La justification du financement public de l’enseignement privé, depuis 1959, serait sa participation au service public d’éducation dont les objectifs sont fixés par l’État. L’égalité des chances au travers de l’école et la transmission des valeurs républicaines de liberté, d’égalité et de fraternité, font partie de ces objectifs.

L’évolution de l’origine sociale des élèves qui fréquentent ces établissements montre que l’enseignement privé tourne le dos à ces objectifs et constitue de plus en plus un ghetto d’enfants des classes favorisées.

Un peu plus de 2 millions d’élèves fréquentent les établissements privés sur les 12,2 millions de jeunes fréquentant les écoles maternelles, primaires, les collèges et les lycées.
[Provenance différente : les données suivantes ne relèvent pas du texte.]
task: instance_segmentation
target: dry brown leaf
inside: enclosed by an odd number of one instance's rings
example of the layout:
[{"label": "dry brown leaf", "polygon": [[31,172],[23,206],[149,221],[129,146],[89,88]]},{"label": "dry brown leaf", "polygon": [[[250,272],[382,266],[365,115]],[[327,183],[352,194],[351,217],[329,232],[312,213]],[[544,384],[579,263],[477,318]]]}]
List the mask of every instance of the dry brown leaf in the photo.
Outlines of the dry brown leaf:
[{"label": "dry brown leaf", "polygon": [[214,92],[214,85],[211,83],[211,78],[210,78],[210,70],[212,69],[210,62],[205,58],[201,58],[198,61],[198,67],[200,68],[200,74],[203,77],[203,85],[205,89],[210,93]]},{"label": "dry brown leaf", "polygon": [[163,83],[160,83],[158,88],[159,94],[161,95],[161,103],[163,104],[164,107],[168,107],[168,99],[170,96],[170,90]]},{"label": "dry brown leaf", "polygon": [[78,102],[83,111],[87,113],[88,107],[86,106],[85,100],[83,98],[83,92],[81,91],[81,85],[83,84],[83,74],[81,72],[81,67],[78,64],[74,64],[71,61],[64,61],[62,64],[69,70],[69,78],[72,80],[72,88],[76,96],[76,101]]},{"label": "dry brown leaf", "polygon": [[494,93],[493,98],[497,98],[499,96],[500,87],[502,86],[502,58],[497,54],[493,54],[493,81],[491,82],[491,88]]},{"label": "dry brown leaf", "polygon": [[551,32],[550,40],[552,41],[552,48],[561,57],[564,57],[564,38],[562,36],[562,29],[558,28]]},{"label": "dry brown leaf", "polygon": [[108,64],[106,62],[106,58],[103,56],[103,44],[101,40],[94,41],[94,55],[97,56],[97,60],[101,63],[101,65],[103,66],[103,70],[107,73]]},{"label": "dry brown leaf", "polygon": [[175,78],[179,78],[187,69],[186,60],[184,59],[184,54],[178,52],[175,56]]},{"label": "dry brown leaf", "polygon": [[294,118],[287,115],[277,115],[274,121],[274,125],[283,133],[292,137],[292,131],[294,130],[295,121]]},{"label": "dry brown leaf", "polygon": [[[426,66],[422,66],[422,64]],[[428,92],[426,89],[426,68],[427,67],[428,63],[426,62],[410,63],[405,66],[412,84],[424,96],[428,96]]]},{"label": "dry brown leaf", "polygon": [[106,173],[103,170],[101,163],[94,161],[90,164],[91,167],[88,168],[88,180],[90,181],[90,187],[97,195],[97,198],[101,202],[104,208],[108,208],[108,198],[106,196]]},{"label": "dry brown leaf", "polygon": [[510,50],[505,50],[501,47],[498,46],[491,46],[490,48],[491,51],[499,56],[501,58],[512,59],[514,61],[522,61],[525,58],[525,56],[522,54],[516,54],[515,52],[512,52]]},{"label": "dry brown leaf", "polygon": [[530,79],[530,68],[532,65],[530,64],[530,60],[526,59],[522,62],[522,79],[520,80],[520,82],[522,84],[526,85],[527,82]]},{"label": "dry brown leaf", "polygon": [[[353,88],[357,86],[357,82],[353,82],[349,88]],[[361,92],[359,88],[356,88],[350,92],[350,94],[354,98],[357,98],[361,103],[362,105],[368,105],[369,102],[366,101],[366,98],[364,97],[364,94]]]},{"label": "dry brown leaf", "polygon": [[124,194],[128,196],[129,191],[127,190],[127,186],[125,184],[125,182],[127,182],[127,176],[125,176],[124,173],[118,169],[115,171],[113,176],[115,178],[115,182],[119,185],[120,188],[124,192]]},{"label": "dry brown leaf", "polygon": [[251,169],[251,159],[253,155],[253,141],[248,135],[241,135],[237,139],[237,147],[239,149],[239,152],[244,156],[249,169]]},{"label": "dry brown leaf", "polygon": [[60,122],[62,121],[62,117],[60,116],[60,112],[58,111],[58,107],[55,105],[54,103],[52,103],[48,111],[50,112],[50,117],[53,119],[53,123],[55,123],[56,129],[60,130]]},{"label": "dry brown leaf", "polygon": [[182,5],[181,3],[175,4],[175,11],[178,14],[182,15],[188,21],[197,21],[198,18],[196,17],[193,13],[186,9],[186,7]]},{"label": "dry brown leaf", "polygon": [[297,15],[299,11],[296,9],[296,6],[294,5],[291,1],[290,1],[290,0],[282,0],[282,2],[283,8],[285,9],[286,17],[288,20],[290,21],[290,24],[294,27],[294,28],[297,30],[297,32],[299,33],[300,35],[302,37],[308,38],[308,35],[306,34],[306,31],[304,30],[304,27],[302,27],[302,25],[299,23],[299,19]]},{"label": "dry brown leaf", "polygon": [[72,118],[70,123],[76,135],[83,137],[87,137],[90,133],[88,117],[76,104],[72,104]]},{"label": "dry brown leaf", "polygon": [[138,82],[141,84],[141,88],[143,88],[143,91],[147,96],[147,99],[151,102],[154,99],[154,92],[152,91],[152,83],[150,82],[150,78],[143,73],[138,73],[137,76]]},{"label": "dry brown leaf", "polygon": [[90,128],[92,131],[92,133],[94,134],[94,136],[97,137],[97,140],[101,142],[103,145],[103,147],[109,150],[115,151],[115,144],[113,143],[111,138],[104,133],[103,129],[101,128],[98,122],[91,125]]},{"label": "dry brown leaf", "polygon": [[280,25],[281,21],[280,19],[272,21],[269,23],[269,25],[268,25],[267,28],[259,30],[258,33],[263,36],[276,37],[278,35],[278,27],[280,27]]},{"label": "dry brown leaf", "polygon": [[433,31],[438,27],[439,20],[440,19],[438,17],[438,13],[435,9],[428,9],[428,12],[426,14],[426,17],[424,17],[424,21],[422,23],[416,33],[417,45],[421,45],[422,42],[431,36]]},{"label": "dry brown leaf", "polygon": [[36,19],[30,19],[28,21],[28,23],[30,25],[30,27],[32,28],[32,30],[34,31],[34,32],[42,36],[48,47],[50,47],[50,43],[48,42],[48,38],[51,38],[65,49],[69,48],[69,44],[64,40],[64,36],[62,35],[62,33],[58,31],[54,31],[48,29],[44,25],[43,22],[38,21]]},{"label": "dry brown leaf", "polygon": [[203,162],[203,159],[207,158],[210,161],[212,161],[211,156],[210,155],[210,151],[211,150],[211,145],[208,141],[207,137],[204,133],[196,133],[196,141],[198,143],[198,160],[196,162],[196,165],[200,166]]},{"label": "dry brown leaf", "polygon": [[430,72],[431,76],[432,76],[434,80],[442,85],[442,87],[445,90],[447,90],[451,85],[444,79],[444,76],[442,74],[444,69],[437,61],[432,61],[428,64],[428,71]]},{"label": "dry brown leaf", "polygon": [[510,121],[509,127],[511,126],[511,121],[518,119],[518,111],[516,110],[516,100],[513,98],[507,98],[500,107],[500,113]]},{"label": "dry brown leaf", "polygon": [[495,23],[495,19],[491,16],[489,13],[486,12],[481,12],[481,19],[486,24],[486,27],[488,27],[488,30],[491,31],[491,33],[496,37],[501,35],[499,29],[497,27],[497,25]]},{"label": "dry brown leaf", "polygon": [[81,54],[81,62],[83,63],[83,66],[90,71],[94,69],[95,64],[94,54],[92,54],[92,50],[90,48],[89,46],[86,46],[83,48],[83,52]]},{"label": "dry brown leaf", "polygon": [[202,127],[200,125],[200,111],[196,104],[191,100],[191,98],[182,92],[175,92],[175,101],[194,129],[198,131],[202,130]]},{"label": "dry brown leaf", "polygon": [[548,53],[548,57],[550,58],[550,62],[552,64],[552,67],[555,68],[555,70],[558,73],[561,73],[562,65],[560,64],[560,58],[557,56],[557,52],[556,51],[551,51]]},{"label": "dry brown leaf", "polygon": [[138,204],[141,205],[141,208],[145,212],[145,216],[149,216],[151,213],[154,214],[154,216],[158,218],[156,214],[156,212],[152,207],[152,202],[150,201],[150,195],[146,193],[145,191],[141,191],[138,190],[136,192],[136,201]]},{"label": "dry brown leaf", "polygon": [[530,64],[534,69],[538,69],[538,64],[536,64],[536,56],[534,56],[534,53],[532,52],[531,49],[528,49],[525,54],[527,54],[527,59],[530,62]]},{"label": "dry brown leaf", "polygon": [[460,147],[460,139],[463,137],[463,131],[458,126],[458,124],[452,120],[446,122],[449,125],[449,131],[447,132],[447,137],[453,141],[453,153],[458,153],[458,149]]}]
Dans un contexte de stagnation des effectifs scolaires globaux, les effectifs du privé augmentent faiblement dans l’enseignement primaire, plus rapidement dans le secondaire. L’enseignement supérieur, qui n’obéit pas aux mêmes règles de financement, connaît une explosion de la part du privé fréquenté aujourd’hui par le quart des étudiants.

Selon l’enquête PISA 2022 la part des élèves de 15 ans scolarisés dans des établissements privés est passée de 16,4% en 2018 à 21,6% en 2022. 

Ce qui est plus saisissant, c’est l’évolution de la composition sociologique de la population scolaire de l’enseignement privé.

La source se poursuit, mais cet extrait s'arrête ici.